[dpdk-dev] [RFC PATCH 0/6] DPDK support to bifurcated driver

Zhou, Danny danny.zhou at intel.com
Tue Nov 25 15:46:10 CET 2014


> -----Original Message-----
> From: dev [mailto:dev-bounces at dpdk.org] On Behalf Of Liang, Cunming
> Sent: Tuesday, November 25, 2014 10:40 PM
> To: Richardson, Bruce; Neil Horman
> Cc: dev at dpdk.org
> Subject: Re: [dpdk-dev] [RFC PATCH 0/6] DPDK support to bifurcated driver
> 
> 
> 
> > -----Original Message-----
> > From: Richardson, Bruce
> > Sent: Tuesday, November 25, 2014 10:30 PM
> > To: Neil Horman
> > Cc: Liang, Cunming; dev at dpdk.org
> > Subject: Re: [dpdk-dev] [RFC PATCH 0/6] DPDK support to bifurcated driver
> >
> > On Tue, Nov 25, 2014 at 09:23:16AM -0500, Neil Horman wrote:
> > > On Tue, Nov 25, 2014 at 10:11:16PM +0800, Cunming Liang wrote:
> > > >
> > > > This is a RFC patch set to support "bifurcated driver" in DPDK.
> > > >
> > > >
> > > > What is "bifurcated driver"?
> > > > ===========================
> > > >
> > > > The "bifurcated driver" stands for the kernel NIC driver that supports:
> > > >
> > > > 1. on-demand rx/tx queue pairs split-off and assignment to user space
> > > >
> > > > 2. direct NIC resource(e.g. rx/tx queue registers) access from user space
> > > >
> > > > 3. distributing packets to kernel or user space rx queues by
> > > >    NIC's flow director according to the filter rules
> > > >
> > > > Here's the kernel patch set to support.

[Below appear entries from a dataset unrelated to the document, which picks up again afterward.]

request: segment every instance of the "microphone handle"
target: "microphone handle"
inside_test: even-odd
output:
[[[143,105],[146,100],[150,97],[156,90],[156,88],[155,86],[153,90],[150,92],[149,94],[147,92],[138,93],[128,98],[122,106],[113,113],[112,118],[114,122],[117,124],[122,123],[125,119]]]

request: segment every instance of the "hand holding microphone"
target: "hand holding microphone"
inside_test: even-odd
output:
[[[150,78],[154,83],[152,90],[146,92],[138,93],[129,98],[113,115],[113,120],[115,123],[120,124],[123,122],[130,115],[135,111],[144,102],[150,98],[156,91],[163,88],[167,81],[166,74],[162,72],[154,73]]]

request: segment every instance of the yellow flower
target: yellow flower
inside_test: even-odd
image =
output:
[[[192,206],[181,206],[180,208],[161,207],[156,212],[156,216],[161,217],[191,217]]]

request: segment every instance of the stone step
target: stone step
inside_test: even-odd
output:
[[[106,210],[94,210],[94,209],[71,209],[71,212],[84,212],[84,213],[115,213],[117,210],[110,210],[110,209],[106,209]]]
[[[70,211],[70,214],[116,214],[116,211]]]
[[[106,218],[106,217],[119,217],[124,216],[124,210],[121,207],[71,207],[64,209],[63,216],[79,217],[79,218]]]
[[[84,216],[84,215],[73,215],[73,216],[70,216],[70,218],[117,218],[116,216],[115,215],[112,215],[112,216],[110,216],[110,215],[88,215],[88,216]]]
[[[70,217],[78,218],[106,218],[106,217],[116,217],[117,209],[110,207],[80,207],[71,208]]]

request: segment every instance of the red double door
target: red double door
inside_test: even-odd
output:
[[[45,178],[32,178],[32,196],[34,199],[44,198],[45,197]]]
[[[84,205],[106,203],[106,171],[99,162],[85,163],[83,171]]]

> > > > http://comments.gmane.org/gmane.linux.network/333615
> > > >
> > > >
> > > > Usage scenario
> > > > =================
> > > >
> > > > It's well accepted by industry to use DPDK to process fast path packets in
> > > > user space in a high performance fashion, meanwhile processing slow path
> > > > control packets in kernel space is still needed as those packets usually
> > > > rely on in_kernel TCP/IP stacks and/or socket programming interface.
> > > >
> > > > KNI(Kernel NIC Interface) mechanism in DPDK is designed to meet this
> > > > requirement, with below limitation:
> > > >
> > > >   1) Software classifies packets and distributes them to kernel via DPDK
> > > >      software rings, at the cost of significant CPU cycles and memory
> > bandwidth.
> > > >
> > > >   2) Memory copy packets between kernel' socket buffer and mbuf brings
> > > >      significant negative performance impact to KNI performance.
> > > >
> > > > The bifurcated driver provides a alternative approach that not only offloads
> > > > flow classification and distribution to NIC but also support packets zero_copy.
> > > >
> > > > User can use standard ethtool to add filter rules to the NIC in order to
> > > > distribute specific flows to the queues only accessed by kernel driver and
> > > > stack, and add other rules to distribute packets to the queues assigned to
> > > > user-space.
> > > >
> > > > For those rx/tx queue pairs that directly accessed from user space,
> > > > DPDK takes over the packets rx/tx as well as corresponding DMA operation
> > > > for high performance packet I/O.
> > > >
> > > >
> > > > What's the impact and change to DPDK
> > > > ======================================
> > > >
> > > > DPDK usually binds PCIe NIC devices by leveraging kernel' user space driver
> > > > mechanism UIO or VFIO to map entire NIC' PCIe I/O space of NIC to user
> > space.
> > > > The bifurcated driver PMD talks to a NIC interface using raw socket APIs and
> > > > only mmap() limited I/O space (e.g. certain 4K pages) for accessing involved
> > > > rx/tx queue pairs. So the impact and changes mainly comes with below:
> > > >
> > > > - netdev
> > > >     DPDK needs to create a af_packet socket and bind it to a bifurcated
> > netdev.
> > > >     The socket fd will be used to request 'queue pairs info',
> > > >     'split/return queue pairs' and etc. The PCIe device ID, netdev MAC
> > address,
> > > >     numa info are also from the netdev response.
> > > >
> > > > - PCIe device scan and driver probe
> > > >     netdev provides the PCIe device ID information. Refer to the device ID,
> > > >     the correct driver should be used. And for such netdev device, the
> > creation
> > > >     of PCIe device is no longer from scan but the on-demand assignment.
> > > >
> > > > - PCIe BAR mapping
> > > >     "bifurcated driver" maps several pages for the queue pairs.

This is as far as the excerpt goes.